O Senhor Desembargador NATANAEL CAETANO Revisor
Condenado a 03 anos de reclusão, em regime aberto por infração aos art. 155, § 4º, III e IV e art. 171, caput, c/c art. 69, todos do CP, interpôs o réu o presente recurso, sustentando, em síntese, que as provas colhidas são insuficientes para respaldar o decreto condenatório, razão pela qual postula a absolvição. Narra a denúncia que o apelante foi preso em flagrante, em companhia do menor Ricardo, na posse da res furtiva - veículo GM/Opala Comodoro SL/E, ano 90, placa BOF 1981-DF. Dentro do veículo foi encontrada uma chave tipo micha. Consta, também, que abasteceram o veículo no Posto Guarapari fugindo sem pagar o combustível. As provas coligidas não permitem outra conclusão, destacando-se, neste sentido o Auto de Prisão em Flagrante; o Laudo de exame de veículo e de eficiência de objeto (fls. 62/64); o depoimento dos policiais e do frentista Posto Guarapari; as declarações do menor Ricardo de Sá Aguiar (fls. 102). A versão apresentada pela defesa, não conseguiu convencer o magistrado que assim se manifestou às fls. 120, compete ao acusado dar uma explicação razoável para encontrar-se na posse do objeto furtado. E no caso, tal versão não se coaduna com a versão do menor (à época dos fatos) Ricardo que em seu depoimento relatou uma terceira pessoa de nome Júnior como sendo a pessoa que pediu que abastecesse o carro. Correta, pois, a r. sentença hostilizada quando concluiu pela sua condenação. Ante o exposto, nego provimento ao apelo. É como voto.
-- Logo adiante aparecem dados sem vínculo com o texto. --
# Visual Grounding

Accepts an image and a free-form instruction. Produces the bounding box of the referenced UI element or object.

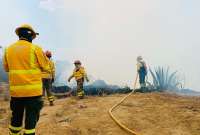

O Senhor Desembargador OTÁVIO AUGUSTO - Vogal De acordo.
DECISÃO Conhecido. Improvido. Unânime.
Poderia ser enquadrado como "furto" (art. 155, CP) ou "estelionato" (art. 171, CP).
O "furto" é a subtração de coisa alheia; mas é praticado de forma que ninguém vê o crime sendo cometido. Ou seja, ninguém sabe quem subtraiu...simplesmente se dá a falta da coisa.
Já o "estelionato" é a obtenção, para si ou para outrem, vantagem ilícita, em prejuízo alheio, INDUZINDO OU MANTENDO ALGUEM EM ERRO, mediante ARTIFICIO, ARDIL, ou QUALQUER MEIO FRAUDULENTO. Que foi o caso.
Eu ficaria, tranquilamente, sem medo de errar, com "estelionato".